By default, DDIM sampling is used, and the sampling speed is 1.07s/iter.

Results:

  • Running on GPU:
python text_to_video.py --config configs/prompts/v2/1-ToonYou.yaml --L 16 --H 256 --W 256 --device_target GPU

If you use the checkpoint converted from torch for inference, please also append --vae_fp16=False to the command above.

Motion LoRA

  • Running On Ascend 910*:
python text_to_video.py --config configs/prompts/v2/1-ToonYou-MotionLoRA.yaml --L 16 --H 512 --W 512

By default, DDIM sampling is used, and the sampling speed is 1.07s/iter.

Results using Zoom-In motion lora:

  • Running on GPU:
python text_to_video.py --config configs/prompts/v2/1-ToonYou-MotionLoRA.yaml --L 16 --H 256 --W 256 --device_target GPU

Training

Image Finetuning

python train.py --config configs/training/image_finetune.yaml

For 910B, please set export MS_ASCEND_CHECK_OVERFLOW_MODE="INFNAN_MODE" before running training.

Motion Module Training

python train.py --config configs/training/mmv2_train.yaml

For 910B, please set export MS_ASCEND_CHECK_OVERFLOW_MODE="INFNAN_MODE" before running training.

You may change the arguments including data path, output directory, lr, etc in the yaml config file. You can also change by command line arguments referring to args_train.py or python train.py --help

  • Evaluation

To infer with the trained model, run

python text_to_video.py --config configs/prompts/v2/base_video.yaml \
    --motion_module_path {path to saved checkpoint} \
    --prompt  {text prompt}  \

You can also create a new config yaml to specify the prompts to test and the motion moduel path based on configs/prompt/v2/base_video.yaml.

Here are some generation results after MM training on 512x512 resolution and 16-frame data.

Disco light leaks disco ball light reflections shaped rectangular and line with motion blur effect Cloudy moscow kremlin time lapse Sharp knife to cut delicious smoked fish A baker turns freshly baked loaves of sourdough bread

Min-SNR Weighting

Min-SNR weighting can be used to improve diffusion training convergence. You can enable it by appending --snr_gamma=5.0 to the training command.

Motion LoRA Training

python train.py --config configs/training/mmv2_lora.yaml

For 910B, please set export MS_ASCEND_CHECK_OVERFLOW_MODE="INFNAN_MODE" before running training.

  • Evaluation

To infer with the trained model, run

python text_to_video.py --config configs/prompts/v2/base_video.yaml \
    --motion_lora_path {path to saved checkpoint} \
    --prompt  {text prompt}  \

Here are some generation results after lora fine-tuning on 512x512 resolution and 16-frame data.

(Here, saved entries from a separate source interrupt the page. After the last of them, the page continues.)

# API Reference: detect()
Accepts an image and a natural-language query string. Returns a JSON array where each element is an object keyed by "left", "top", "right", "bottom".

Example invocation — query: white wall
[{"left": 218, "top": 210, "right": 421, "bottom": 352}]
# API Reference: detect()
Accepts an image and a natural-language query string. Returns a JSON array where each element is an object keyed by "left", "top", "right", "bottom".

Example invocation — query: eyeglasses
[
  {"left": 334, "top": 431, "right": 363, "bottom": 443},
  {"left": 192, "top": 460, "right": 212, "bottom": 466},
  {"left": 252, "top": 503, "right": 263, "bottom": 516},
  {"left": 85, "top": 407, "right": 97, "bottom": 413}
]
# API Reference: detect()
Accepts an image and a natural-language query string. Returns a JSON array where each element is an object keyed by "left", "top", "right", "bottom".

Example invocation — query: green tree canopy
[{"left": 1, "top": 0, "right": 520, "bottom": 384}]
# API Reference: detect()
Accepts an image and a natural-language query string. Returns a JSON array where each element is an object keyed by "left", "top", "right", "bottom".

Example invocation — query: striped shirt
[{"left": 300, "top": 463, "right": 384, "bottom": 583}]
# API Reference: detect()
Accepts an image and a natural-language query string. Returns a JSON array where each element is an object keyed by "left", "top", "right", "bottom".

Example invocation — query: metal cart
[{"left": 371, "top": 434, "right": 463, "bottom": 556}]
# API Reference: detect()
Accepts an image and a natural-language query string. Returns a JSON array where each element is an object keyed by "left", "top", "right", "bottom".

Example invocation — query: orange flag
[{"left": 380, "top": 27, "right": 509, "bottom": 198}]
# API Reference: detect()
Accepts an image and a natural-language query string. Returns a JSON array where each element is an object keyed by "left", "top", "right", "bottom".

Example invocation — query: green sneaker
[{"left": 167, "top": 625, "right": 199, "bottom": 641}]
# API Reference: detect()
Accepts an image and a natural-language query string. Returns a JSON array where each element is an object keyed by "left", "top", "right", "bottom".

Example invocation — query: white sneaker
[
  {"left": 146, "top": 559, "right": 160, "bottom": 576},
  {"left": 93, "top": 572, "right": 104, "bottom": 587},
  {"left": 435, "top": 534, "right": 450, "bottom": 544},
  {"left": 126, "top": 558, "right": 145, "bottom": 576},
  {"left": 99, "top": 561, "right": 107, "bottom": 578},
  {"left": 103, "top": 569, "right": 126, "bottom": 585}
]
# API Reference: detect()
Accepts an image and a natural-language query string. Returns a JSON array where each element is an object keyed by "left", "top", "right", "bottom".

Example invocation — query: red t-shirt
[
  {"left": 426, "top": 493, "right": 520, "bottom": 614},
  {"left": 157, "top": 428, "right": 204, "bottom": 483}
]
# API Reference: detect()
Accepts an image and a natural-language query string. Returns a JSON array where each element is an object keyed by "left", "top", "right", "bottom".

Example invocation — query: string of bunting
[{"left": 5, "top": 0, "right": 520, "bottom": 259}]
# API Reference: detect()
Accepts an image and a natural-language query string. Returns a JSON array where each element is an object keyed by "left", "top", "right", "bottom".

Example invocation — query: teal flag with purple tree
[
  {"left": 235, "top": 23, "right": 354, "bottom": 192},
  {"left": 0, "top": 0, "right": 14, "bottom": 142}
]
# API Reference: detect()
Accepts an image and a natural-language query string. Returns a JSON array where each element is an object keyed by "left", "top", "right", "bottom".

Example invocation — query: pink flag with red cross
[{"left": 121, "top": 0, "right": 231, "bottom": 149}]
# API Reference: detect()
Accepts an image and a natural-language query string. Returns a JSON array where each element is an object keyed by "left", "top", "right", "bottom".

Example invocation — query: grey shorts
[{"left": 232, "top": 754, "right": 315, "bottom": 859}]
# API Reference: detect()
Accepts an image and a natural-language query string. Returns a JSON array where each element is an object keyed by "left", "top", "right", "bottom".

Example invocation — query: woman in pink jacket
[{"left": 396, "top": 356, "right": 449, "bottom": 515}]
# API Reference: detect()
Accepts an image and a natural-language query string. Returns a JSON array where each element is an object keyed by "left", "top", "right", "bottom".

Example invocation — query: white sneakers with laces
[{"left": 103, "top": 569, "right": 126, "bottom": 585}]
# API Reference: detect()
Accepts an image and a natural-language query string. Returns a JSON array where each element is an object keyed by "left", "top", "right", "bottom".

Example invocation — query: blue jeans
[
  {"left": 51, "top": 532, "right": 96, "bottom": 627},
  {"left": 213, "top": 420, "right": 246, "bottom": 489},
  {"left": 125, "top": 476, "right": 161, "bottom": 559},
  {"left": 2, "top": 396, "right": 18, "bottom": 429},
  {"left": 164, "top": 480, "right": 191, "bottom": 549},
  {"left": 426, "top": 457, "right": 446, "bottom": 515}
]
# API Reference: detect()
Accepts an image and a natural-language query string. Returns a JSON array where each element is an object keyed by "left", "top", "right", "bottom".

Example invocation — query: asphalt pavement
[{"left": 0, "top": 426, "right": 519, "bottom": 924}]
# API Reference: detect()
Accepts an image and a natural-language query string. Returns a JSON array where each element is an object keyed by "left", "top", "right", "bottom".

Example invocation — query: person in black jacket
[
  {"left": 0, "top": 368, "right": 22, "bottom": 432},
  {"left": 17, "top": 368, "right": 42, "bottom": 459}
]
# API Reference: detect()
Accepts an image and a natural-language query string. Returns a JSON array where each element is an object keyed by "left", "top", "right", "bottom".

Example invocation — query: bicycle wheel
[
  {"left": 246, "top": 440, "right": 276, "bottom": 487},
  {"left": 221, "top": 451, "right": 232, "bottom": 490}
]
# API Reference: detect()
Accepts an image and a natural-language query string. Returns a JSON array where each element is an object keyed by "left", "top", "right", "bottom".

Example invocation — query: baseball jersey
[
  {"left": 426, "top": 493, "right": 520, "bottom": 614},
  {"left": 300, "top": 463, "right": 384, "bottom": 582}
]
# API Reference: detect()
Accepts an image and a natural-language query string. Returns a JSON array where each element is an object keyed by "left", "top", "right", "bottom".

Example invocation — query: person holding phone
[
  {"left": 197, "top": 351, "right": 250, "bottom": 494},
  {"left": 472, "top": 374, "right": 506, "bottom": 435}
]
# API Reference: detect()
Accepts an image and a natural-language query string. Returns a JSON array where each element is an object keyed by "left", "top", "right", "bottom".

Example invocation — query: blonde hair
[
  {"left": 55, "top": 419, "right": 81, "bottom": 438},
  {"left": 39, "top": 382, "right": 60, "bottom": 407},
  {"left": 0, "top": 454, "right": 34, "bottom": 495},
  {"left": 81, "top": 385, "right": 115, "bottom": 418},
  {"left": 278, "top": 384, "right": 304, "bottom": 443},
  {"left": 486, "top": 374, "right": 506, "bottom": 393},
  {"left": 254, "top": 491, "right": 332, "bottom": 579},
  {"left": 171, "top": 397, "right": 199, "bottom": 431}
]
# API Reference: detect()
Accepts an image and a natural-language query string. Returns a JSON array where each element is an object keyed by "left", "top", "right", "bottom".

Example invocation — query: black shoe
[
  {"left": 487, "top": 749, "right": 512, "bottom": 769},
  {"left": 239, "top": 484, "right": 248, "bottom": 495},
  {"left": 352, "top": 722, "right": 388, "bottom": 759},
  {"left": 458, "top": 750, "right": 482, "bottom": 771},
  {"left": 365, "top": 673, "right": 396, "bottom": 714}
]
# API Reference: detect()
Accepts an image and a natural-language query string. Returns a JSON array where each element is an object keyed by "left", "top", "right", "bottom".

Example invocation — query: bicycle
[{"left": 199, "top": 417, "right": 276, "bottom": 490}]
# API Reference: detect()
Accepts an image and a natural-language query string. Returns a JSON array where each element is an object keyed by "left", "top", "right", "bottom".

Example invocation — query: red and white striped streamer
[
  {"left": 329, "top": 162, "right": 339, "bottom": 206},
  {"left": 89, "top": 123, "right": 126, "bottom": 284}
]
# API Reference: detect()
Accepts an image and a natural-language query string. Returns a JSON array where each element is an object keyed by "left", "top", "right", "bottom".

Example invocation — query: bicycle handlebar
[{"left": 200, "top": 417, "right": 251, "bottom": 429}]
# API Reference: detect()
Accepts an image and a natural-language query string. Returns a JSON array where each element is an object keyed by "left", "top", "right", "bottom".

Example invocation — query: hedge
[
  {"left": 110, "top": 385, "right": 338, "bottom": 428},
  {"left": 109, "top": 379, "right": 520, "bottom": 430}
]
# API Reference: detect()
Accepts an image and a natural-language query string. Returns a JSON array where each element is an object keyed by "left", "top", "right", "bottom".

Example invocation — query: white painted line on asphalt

Disco light leaks disco ball light reflections shaped rectangular and line with motion blur effect Cloudy moscow kremlin time lapse Sharp knife to cut delicious smoked fish A baker turns freshly baked loaves of sourdough bread

Training on GPU

Please add --device_target GPU in the above training commands and adjust image_size/num_frames/train_batch_size to fit your device memory. Below is an example for 3090.

# reduce num frames and batch size to avoid OOM in 3090
python train.py --config configs/training/mmv2_train.yaml --data_path ../videocomposer/datasets/webvid5 --image_size 256 --num_frames=4 --device_target GPU --train_batch_size=1

Performance

Inference

Model Context Scheduler Steps Resolution Frame Speed (step/s) Time(s/video)
AnimateDiff v2 D910*x1-MS2.2.10 DDIM 30 512x512 16 1.2 25

Context: {Ascend chip}-{number of NPUs}-{mindspore version}.

Training

Model Context Task Local BS x Grad. Accu. Resolution Frame Step T. (s/step)
AnimateDiff v2 D910*x1-MS2.2.10 MM training 1x1 512x512 16 1.29
AnimateDiff v2 D910*x1-MS2.2.10 Motion Lora 1x1 512x512 16 1.26
AnimateDiff v2 D910*x1-MS2.2.10 MM training w/ Embed. cached 1x1 512x512 16 0.75
AnimateDiff v2 D910*x1-MS2.2.10 Motion Lora w/ Embed. cached 1x1 512x512 16 0.71

Context: {Ascend chip}-{number of NPUs}-{mindspore version}.

MM training: Motion Module training

Embed. cached: The video embedding (VAE-encoder outputs) and text embedding are pre-computed and stored before diffusion training.